なんてことを思いつつ、シェイクの中身をこぼさないように、慎重にフラットの鍵を開けた。鍵は防犯を考え、三つ付けている。
扉を入ってすぐに置いた中古のコーヒーテーブル(ティファニー・ブルーのような色合いのペンキ塗りが、明るい気分にしてくれる。お気に入りだ)の上にシェイクと本日の夕飯が入った袋を置いて、扉を閉め施錠。郵便をチェックし、そのまま寝室の、少々ペンキが剥がれかけてきた白い扉をノックした。
中から返事は無い。
寝てるのかな……と思いつつ、もう一度玄関へ戻る。コーヒーテーブルに残してきたシェイクと食料を両腕に抱え、それをキッチンに運んで、冷えたチーズバーガーをもう一度グリルすることを検討した。そうしながら、無性に煙草が吸いたくなって、シェイクと袋はそのままに、キッチンの窓を開けてシガレットケースから一本抜き取り、口に咥えた。

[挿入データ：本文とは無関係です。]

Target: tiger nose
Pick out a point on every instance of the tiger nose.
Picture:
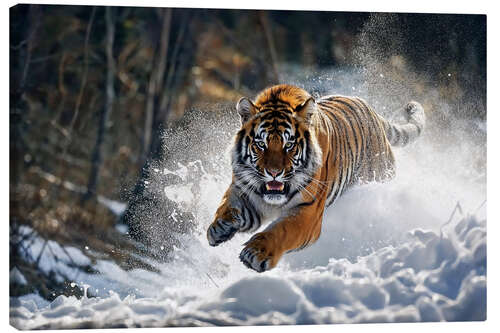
(274, 172)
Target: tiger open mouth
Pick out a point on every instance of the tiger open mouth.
(274, 187)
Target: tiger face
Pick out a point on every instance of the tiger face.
(276, 154)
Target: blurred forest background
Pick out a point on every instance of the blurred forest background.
(93, 88)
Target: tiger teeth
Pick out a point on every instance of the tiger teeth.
(280, 189)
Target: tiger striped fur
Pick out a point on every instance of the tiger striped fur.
(293, 157)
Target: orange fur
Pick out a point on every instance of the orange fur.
(353, 148)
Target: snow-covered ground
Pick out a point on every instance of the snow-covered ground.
(386, 254)
(390, 252)
(429, 277)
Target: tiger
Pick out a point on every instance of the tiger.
(294, 156)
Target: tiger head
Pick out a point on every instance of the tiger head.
(276, 152)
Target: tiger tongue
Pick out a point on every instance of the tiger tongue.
(274, 186)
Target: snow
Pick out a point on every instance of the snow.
(390, 252)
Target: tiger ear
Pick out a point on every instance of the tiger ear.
(306, 109)
(246, 109)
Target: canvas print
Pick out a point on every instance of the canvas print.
(201, 167)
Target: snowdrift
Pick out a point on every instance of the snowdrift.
(429, 277)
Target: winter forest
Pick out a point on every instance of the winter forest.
(121, 119)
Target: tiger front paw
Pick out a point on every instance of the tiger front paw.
(258, 254)
(221, 231)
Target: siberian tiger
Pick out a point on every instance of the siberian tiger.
(294, 156)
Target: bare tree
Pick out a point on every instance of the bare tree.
(106, 110)
(155, 84)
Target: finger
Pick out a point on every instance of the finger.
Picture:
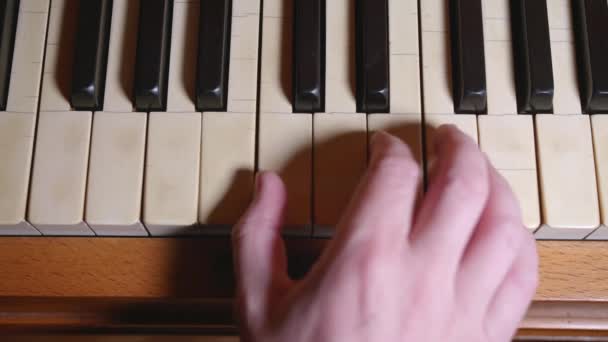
(511, 302)
(383, 204)
(493, 247)
(259, 251)
(455, 200)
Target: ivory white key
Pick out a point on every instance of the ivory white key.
(436, 69)
(17, 124)
(172, 173)
(182, 63)
(59, 176)
(115, 179)
(284, 146)
(340, 139)
(227, 169)
(599, 124)
(567, 178)
(226, 179)
(56, 205)
(340, 144)
(507, 138)
(285, 139)
(565, 149)
(508, 141)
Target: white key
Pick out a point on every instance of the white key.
(404, 56)
(284, 144)
(16, 143)
(243, 74)
(17, 124)
(172, 173)
(115, 181)
(340, 143)
(508, 141)
(227, 169)
(56, 204)
(436, 57)
(275, 82)
(57, 195)
(340, 58)
(182, 62)
(599, 124)
(121, 56)
(567, 178)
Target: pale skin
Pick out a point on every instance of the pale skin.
(457, 266)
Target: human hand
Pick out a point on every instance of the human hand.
(459, 266)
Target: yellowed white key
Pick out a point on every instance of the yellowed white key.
(506, 137)
(121, 56)
(243, 74)
(275, 78)
(227, 169)
(340, 144)
(599, 124)
(56, 204)
(17, 124)
(115, 179)
(57, 194)
(226, 179)
(436, 69)
(182, 62)
(565, 150)
(567, 178)
(284, 146)
(508, 141)
(172, 173)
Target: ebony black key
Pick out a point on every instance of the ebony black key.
(591, 31)
(372, 56)
(9, 10)
(532, 52)
(468, 61)
(309, 56)
(152, 56)
(213, 55)
(91, 54)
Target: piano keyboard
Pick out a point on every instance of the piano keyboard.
(135, 118)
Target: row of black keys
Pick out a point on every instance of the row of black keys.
(531, 44)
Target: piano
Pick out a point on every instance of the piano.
(130, 133)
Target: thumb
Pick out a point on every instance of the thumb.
(259, 251)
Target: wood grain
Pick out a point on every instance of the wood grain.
(145, 282)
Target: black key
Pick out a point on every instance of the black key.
(372, 59)
(309, 56)
(591, 30)
(532, 52)
(152, 56)
(9, 10)
(468, 61)
(213, 55)
(91, 54)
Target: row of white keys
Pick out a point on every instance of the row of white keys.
(506, 137)
(57, 194)
(565, 149)
(436, 74)
(285, 139)
(17, 124)
(115, 177)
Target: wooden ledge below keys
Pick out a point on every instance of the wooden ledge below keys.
(80, 284)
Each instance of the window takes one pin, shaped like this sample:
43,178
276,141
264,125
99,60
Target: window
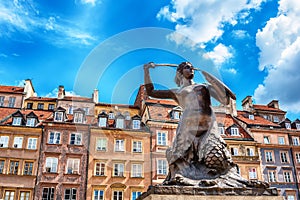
297,157
51,165
136,170
162,167
136,124
75,138
58,116
31,143
54,138
281,140
100,169
266,140
78,117
272,175
14,167
73,166
269,156
24,195
101,144
161,138
275,119
48,193
295,141
1,100
221,130
287,175
284,157
135,195
120,123
98,195
234,151
70,194
102,121
40,106
118,169
18,141
11,102
137,146
250,152
30,122
2,162
4,141
287,125
119,145
118,195
252,173
28,167
17,121
234,131
9,195
29,105
51,107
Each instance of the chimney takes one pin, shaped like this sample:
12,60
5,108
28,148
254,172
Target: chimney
274,104
247,103
95,96
61,92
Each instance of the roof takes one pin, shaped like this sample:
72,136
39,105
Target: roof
11,89
257,121
266,108
41,99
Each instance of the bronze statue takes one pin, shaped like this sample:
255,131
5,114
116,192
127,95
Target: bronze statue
199,156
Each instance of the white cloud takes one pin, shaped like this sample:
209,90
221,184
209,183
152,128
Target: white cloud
202,21
220,54
279,42
23,17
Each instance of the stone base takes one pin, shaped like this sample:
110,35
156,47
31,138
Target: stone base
162,192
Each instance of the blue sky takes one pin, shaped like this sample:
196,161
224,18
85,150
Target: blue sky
252,45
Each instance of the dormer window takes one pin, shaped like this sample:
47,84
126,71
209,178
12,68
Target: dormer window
120,121
234,131
17,121
102,119
58,116
30,122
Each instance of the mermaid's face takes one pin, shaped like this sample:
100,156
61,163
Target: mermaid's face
188,71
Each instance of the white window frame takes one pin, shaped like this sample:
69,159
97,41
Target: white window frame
100,168
4,140
137,170
120,123
30,122
17,121
162,168
18,142
119,145
281,140
118,170
137,146
101,144
32,143
136,124
73,166
56,137
52,164
234,131
77,139
162,138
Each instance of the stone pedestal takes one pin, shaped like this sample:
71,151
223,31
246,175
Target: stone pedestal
209,193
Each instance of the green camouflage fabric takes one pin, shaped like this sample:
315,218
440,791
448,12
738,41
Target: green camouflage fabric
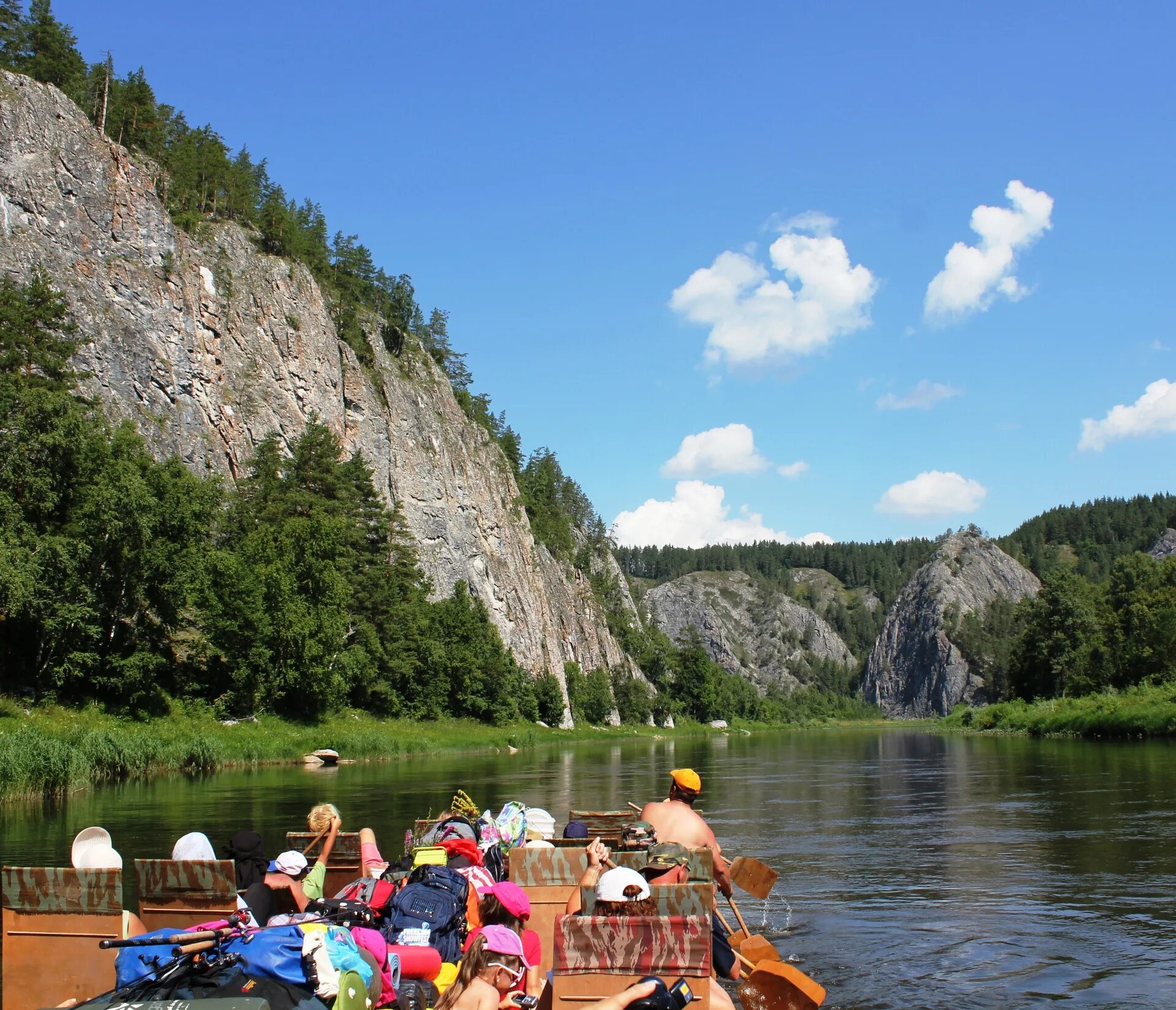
58,889
669,946
673,900
538,868
346,850
167,880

一服していると、夜気の中に、テムズ河がゆっくりと流れていくのが見える。水面に行き交う車のヘッドライトが反射して、きらきらときれいだ。外は凍てつくように寒く、おれは仕事帰りのスーツに黒いダウンコート姿のままで、左手で自分の右肘を掴み、紫煙を燻らせた。
二〇二×年、十一月十四日のことだ。